The output should contain all the numbers in the array in a random order 1-6 and 0,0,0
tested it out and still has duplicate numbers and only prints out 8 numbers instead of 9
1

This loop scans positions from the end of the array towards its beginning and randomly selects a new item to be put at the current position. Items are chosen from positions not scanned yet.

This way every place is exactly once chosen to be filled with some item, and each item is exactly once placed in its final position (although, before this happens, it may be several times swapped out of places chosen for other elements).
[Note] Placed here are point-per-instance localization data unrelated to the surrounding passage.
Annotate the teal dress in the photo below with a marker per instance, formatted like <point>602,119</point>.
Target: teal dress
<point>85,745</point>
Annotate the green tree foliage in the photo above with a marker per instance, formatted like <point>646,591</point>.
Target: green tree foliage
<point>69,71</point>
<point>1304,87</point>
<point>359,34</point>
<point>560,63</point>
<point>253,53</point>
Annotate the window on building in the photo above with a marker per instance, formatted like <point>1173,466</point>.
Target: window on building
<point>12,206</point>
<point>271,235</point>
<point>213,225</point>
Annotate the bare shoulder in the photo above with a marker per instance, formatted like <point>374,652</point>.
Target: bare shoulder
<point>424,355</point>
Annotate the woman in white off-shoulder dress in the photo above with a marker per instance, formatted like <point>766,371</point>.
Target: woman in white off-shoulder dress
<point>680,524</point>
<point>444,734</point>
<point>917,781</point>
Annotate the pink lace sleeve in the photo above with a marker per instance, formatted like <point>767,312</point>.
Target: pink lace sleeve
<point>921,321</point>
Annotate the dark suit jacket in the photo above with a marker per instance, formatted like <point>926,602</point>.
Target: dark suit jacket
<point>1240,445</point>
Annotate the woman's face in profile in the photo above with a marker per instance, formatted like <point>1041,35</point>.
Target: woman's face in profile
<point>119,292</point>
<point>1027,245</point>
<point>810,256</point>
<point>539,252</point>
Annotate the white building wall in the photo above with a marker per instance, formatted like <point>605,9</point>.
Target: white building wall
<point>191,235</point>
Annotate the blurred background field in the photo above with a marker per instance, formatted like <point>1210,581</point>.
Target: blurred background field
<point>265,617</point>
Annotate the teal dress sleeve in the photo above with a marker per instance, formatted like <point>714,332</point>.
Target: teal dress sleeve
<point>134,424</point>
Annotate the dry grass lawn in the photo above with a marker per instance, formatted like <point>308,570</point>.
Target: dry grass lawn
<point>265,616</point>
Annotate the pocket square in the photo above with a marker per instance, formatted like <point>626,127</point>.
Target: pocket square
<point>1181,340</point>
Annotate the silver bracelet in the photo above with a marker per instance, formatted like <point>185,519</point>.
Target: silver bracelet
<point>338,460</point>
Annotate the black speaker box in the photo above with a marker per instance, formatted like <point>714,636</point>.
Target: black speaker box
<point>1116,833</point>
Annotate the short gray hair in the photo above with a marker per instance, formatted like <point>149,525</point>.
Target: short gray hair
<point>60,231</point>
It also guarantees no item disappears (gets overwritten) and no duplicates appear (no item is copied inadvertently) - if you have duplicates in input data, the same duplicates remain in the output (although permuted); if there are no duplicates, there will be no duplicates.

Additionally, if the rand() function has no bias, every item has the same chance to end at any chosen position, hence each possible permutation is equally probable as an output.

for (int i = size; i > 1; -- i)
{
    int swapIndex = rand() % i;

    int swap = numArray[swapIndex];
    numArray[swapIndex] = numArray[i-1];
    numArray[i-1] = swap;
}

3 Comments

this code is half correct, it removed duplication however only prints out 8 elements not 9
@willzz100 This code does print nothing, it only permutes an array.
@willzz100 I have expanded a description of the loop's properties, hopefully it is useful.